Long Term Service Agreements (LTSA) should also be included in the equation. The great majority of F-class users have signed LTSAs with OEMs. For example, among NAES’ F-class customer base, Ombrellaro states that most are locked into long term maintenance agreements. Some may have expired, though, while others are approaching their end and can possibly be cancelled without heavy penalty. And that route is not necessarily a one-way street either.

From a legal perspective, Troutman Sanders’ Thompson says to tread gingerly. “Owners with LTSAs or currently in-force parts or unit warranties must be careful to understand whether the introduction of non-OEM parts voids any OEM warranties or risk coverage,” he says.

Assuming risks

Thompson insists that care should be taken concerning third-party warranties. Some can be too limited in scope, such as excluding design defects, he says. As regards duration, if a non-OEM part is only warranted for one year, the owner could be left out to dry if the part fails to make its originally advertised parts life e.g., a 12,000 hour part lasting 8,000.

This is obviously not a risk limited to non-OEM parts, because OEM parts have this same risk, notes Thompson. “Owners should also check their insurance policies to make sure that there are no exclusions that would relate to the use of non-OEM parts.”

For Independent Power Producers, there may be little leeway, as the risks are specified by lenders. However, owners with large fleets can often afford to absorb the risk associated with savings in third-party parts, as the financial impact associated with a catastrophic failure is not as high as the independent owner with one or two plants.

In terms of warranties, there may not be much to choose between both options. Third-party suppliers offer similar terms to that of the OEM – typically one year or 8,000 hours. And both may have matching deficiencies. “What you find is that neither the OEM nor a third-party parts company offer relief for consequential damage or downstream damage that is caused by a failure of a part,” says Ombrellaro.

PSM warrants one year of operation, with an extended warranty available for longer periods at extra cost. “Most customers are confident enough of our parts to not bother with an extended warranty,” says Conroy.

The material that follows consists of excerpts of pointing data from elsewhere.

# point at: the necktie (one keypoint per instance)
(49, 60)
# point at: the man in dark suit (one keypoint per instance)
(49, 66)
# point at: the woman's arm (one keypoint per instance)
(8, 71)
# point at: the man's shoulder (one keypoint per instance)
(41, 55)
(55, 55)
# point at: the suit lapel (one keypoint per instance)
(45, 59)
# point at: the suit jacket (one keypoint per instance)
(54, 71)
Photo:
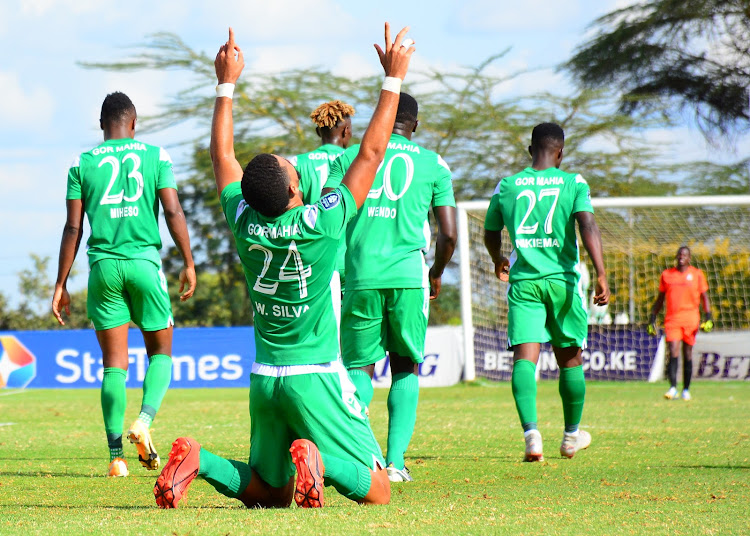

Thompson concludes that it really comes down to the turbine owner’s becoming comfortable with the quality of the parts and future services required to refurbish those parts. From the legal perspective, his best advice to an owner who has found that comfort level is to make sure that the non-OEM is willing to offer the same (or better) quality of warranty or other risk coverage as the OEM, under the relevant parts purchase agreement or LTSA.